Making his third Winter Olympic appearance was not part of Yuzuru Hanyu's grand plan, but the men's figure skating star is back at the games to settle some unfinished business he has with the quadruple axel.
Hanyu considered quitting after he defended his gold medal at the 2018 Pyeongchang Games and became the first to win two straight since American Dick Button in 1948 and 1952. The allure of landing a quad axel in competition, though, proved the one thing that kept the 27-year-old focused.
"I don't necessarily want to compete in the (Beijing) Olympics. I just want to do the four-and-a-half rotation jump," was his response to an official from his club, ANA, who encouraged Hanyu to retire while still on top.

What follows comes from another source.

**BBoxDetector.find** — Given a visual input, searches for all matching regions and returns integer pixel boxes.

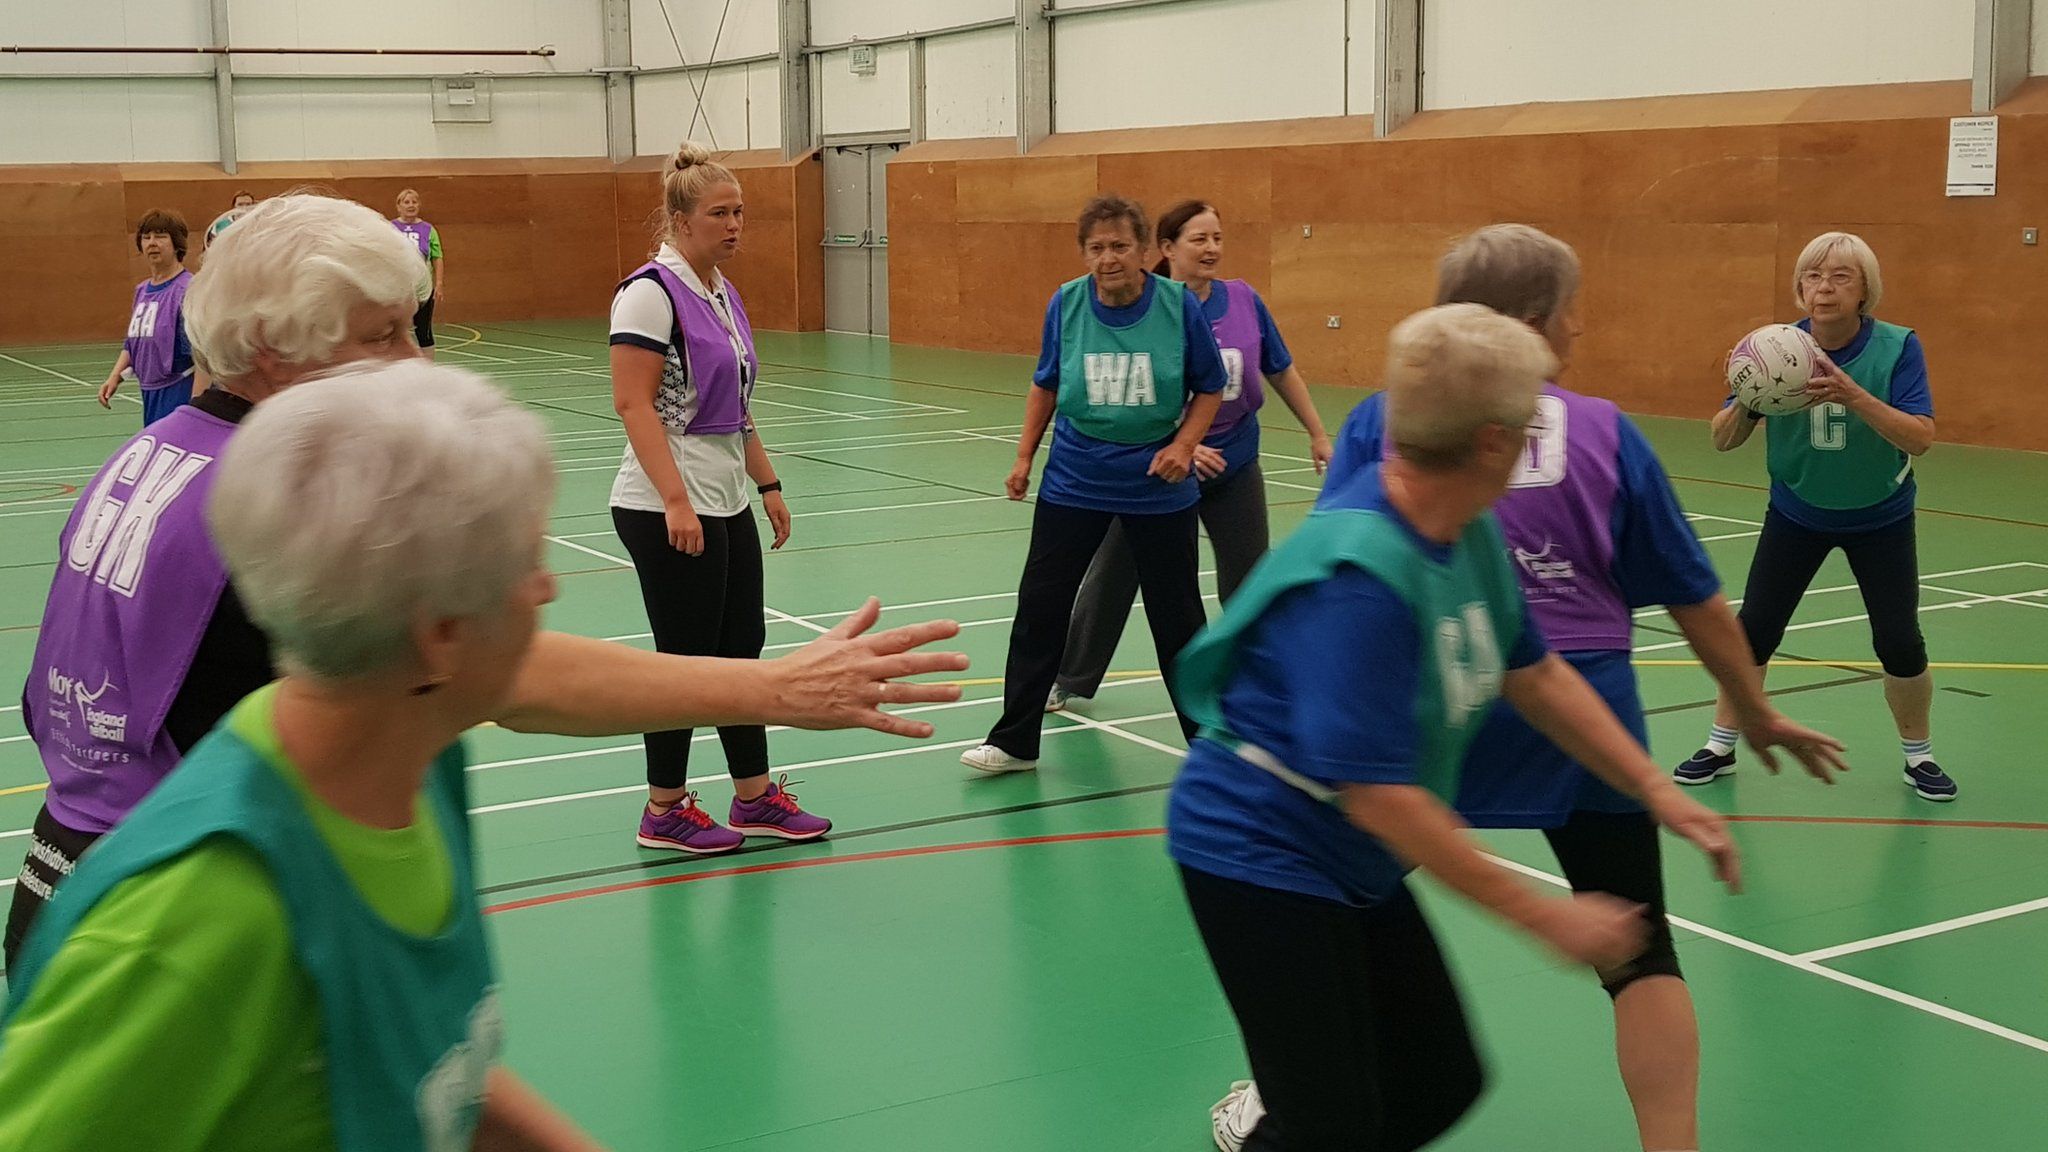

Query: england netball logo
[1513,542,1576,582]
[45,666,127,743]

It was a conversation over the phone that took place on Feb. 16, 2018, the day he won his second Olympic gold.
Even with the talent that makes him one of the best leapers in the sport, and with the artistry that earns him +5 for a well-performed three-and-a-half turn triple axel, it is no easy task to add an extra rotation to an already risky, high-amplitude jump.
"I'm just walking through darkness," Hanyu said around the time of the Japan nationals in December 2021 when explaining how difficult it is to master a quad axel.

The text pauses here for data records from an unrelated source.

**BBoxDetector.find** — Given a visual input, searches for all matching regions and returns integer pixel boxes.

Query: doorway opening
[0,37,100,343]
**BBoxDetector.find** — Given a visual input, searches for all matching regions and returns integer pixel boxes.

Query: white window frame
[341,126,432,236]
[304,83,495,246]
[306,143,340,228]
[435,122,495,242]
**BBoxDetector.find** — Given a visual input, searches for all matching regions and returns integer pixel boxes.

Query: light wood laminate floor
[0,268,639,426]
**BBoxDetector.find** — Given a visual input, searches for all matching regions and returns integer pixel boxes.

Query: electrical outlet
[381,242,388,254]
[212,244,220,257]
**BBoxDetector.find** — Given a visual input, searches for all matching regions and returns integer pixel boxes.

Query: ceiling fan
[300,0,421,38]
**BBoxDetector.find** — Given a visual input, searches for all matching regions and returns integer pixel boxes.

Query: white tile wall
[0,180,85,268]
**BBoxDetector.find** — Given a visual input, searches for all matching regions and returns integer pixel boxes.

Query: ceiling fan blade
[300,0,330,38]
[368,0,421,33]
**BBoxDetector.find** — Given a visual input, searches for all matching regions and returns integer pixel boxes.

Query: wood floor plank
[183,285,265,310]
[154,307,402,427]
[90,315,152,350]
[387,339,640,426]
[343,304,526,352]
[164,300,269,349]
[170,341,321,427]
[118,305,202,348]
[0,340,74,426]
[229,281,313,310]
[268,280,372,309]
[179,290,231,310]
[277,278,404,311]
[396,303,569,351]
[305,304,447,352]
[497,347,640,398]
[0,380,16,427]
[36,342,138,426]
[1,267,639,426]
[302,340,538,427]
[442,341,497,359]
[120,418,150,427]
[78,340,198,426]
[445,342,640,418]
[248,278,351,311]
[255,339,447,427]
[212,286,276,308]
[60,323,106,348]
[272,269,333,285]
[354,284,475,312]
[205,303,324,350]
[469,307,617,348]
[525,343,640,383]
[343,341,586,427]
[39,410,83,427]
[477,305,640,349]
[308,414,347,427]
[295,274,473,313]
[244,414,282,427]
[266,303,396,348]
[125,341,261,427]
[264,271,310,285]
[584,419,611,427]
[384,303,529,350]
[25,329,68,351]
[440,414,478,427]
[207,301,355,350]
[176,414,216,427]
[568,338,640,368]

"I've been practicing thinking I might die from a concussion if I fall and hit my head on the ice," he said.
Hanyu has been working on the quad axel for over three years but if he cannot make it a reality in China, all that effort has been for nothing.
He remembers the exact moment he became sure he would skate in Beijing. It was at the end of December when he was training for the national championships.
He spent an hour and a half practicing the quad axel before he headed to the nationals venue in Saitama, but no matter how hard he tried, he could not stick it.
"I can't quit like this. I have to stay committed until the Beijing Olympics," he said at the time.
In the free skate at nationals, he attempted a quad axel, although he two-footed the landing and the jump was downgraded to a triple axel. Still, he won his sixth national title and qualified for the Olympics.
Hanyu said at the end of the year, a fire ignited inside him when he put on his Olympic uniform.
"The Olympics aren't just a public performance. For me it's a place where I have to win," he said.
The Japan Olympic Committee confirmed Hanyu arrived in China on Sunday, meaning his long-running rivalry with American Nathan Chen is one step closer to resuming.
The two will face off for the first time on Tuesday with the short skate at the Capital Indoor Stadium. The climax, and medals, will come Thursday after the free skate.